ANGGOTA DPR RI, Sartono mempertanyakan adakah pihak yang mampu memberi jaminan bahwa peserta didik pada tingkatan Sekolah Dasar, Sekolah Menengah Pertama, maupun Sekolah Menengah Atas dapat menjalankan protokol kesehatan dengan benar?

Jika hal tersebut dapat terwujud, menurut Sartono, barulah proses pendidikan tatap muka dapat diselenggarakan pada tingkatan-tingkatan tersebut. “Kalau bisa dijamin betul disiplin itu. Tapi siapa yang bisa memberi garansi protokol kesehatan ini  kepada putra-putri kita?” tanya Sartono saat dihubungi, Senin, (24/8) malam.

Jika protokol kesehatan tidak dijalankan secara maksial namun proses tatap muka dalam pendidikan dilakukan, Sartono khwatir hal tersebut akan menimbulkan persoalan baru bagi bangsa ini nantinya. “Kita khawatir akan menjadi kluster baru.
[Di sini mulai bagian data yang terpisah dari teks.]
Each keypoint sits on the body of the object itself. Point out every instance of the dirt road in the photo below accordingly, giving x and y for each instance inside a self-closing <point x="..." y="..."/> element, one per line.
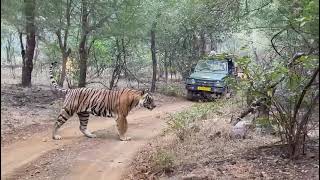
<point x="78" y="157"/>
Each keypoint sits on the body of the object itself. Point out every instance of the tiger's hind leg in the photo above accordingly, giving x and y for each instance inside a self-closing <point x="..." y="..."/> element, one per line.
<point x="84" y="118"/>
<point x="62" y="118"/>
<point x="122" y="126"/>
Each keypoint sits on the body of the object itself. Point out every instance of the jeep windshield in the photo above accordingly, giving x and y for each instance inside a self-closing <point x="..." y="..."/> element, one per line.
<point x="211" y="66"/>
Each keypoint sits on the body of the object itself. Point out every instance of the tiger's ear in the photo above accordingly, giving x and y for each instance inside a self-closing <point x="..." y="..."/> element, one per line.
<point x="144" y="91"/>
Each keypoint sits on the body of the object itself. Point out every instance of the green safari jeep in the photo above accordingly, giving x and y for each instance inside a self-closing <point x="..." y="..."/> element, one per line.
<point x="208" y="78"/>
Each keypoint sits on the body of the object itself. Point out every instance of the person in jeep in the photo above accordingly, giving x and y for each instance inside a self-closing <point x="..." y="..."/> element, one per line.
<point x="207" y="80"/>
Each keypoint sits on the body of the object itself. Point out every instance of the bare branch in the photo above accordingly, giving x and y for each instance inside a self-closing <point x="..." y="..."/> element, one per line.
<point x="272" y="43"/>
<point x="303" y="93"/>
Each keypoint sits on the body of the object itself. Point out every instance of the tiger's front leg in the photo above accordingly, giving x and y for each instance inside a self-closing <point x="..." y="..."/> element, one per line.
<point x="84" y="118"/>
<point x="122" y="126"/>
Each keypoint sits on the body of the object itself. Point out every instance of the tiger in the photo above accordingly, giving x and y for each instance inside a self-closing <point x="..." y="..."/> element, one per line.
<point x="100" y="102"/>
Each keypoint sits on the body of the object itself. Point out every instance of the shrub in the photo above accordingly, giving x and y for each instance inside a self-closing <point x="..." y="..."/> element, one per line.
<point x="182" y="123"/>
<point x="172" y="89"/>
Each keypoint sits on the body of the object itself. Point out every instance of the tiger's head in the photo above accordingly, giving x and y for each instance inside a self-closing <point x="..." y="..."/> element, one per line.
<point x="147" y="100"/>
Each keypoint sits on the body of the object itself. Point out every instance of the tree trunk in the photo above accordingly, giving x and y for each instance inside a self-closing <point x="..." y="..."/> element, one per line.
<point x="153" y="54"/>
<point x="166" y="66"/>
<point x="64" y="67"/>
<point x="30" y="44"/>
<point x="83" y="52"/>
<point x="63" y="44"/>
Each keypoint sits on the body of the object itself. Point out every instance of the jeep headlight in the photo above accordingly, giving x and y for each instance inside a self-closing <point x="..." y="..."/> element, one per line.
<point x="219" y="84"/>
<point x="191" y="81"/>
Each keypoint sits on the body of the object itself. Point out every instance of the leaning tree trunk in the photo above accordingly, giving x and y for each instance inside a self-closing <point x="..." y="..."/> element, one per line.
<point x="83" y="52"/>
<point x="154" y="60"/>
<point x="27" y="55"/>
<point x="166" y="65"/>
Bagi kita di Demokrat, hal kesehatan ini menjadi prioritas utama,” lanjut Sartono.

“Jadi kalau memang sekolah secara tatap muka itu mau dilakukan. Harus bisa dipastikan protokol kesehatan, seperti memakai masker, menjaga jarak, mencuci tangan pakai sabun, diterapkan dengan benar-benar,” tegas Sartono.

Guna mengatasi persoalan yang muncul belakangan, pasca dilakukannya pendidikan secara daring, Sartono menyarankan penggunaan Anggaran Pendapatan dan Belanja Negara (APBN) semaksimal mungkin juga untuk sektor pendidikan.

“APBN bisa digunakan untuk memberi solusi persoalan pendidikan secara daring seperti yang terjadi di daerah-daerah. Itu kan faktual, yang menjadi keluh-kesah anak negeri. Pusat harus mengcover semua biaya pendidikan, keseharan dan lain-lainnya,” sambung Sartono.   {007}.